You can skip directly to a particular response by clicking the linked questions below:


Mr. Newfield, there has been a lot of talk about your resignation, especially your statement that the current government has created an “anti-business” climate within Grenada. The government has stated through a press release that there were no recent changes in business operation or investment laws, so how did the climate within Grenada become anti-business in your opinion?

The government has steadily and substantially been throwing up roadblocks to business development in key sectors and in particular the CBI industry. The opinion is not mine alone.  One need only consider where Grenada falls in the World Bank’s most recent global rankings for “ease of doing business” in countries worldwide. In the 2020 edition, Grenada fell squarely into the bottom percentile—146th out of 190 countries ranked globally. That was the fourth lowest showing in the Americas, behind impoverished and hobbled nations like Venezuela, Haiti, and Surinam.
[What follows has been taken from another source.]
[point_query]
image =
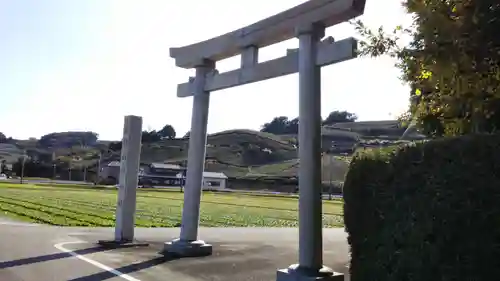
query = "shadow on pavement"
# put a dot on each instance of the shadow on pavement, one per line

A specific example can be found in the recent ruling against Grenada by the World Bank’s arbitration arm, ICSID, in its dispute with the country’s electric utility GRENLEC. In awarding more than US$67 million, the Tribunal found that Grenada failed to comply with the terms of its long-standing investment agreement and made groundless charges of “willful malfeasance” as a defense. As someone officially charged to attract foreign investment and development into the country, and as someone involved in my own development project on the island, I witnessed this deterioration of conditions first-hand with arbitrary reversals of government commitments to the Kimpton Kawana Bay project.

In your resignation letter you appealed for change and a more level playing field, do you think your resignation can be a catalyst for actual change? What changes do you want to see?

My resignation was undertaken as a matter of conscience as well as practical necessity—I felt I could no longer faithfully represent the country as an ambassador and consul general in light of what I have perceived is a government posture markedly unwelcome to foreign investment. I would have felt a hypocrite had I continued to hold those roles.

Had I remained a diplomat, I would be restrained from taking the necessary steps to protect those CBI purchasers who have invested in Kawana Bay along with those who invest alongside me. As my letter stated, ‘I wish nothing more than a level and rational playing field for those who wish to do business, create jobs and grow the economy to ensure a bright future” for Grenada. If my action spurs others to step forward and add their voices for reform, then, absolutely, my own resignation can help bring about positive change for Grenada, which desperately needs help in moving forward.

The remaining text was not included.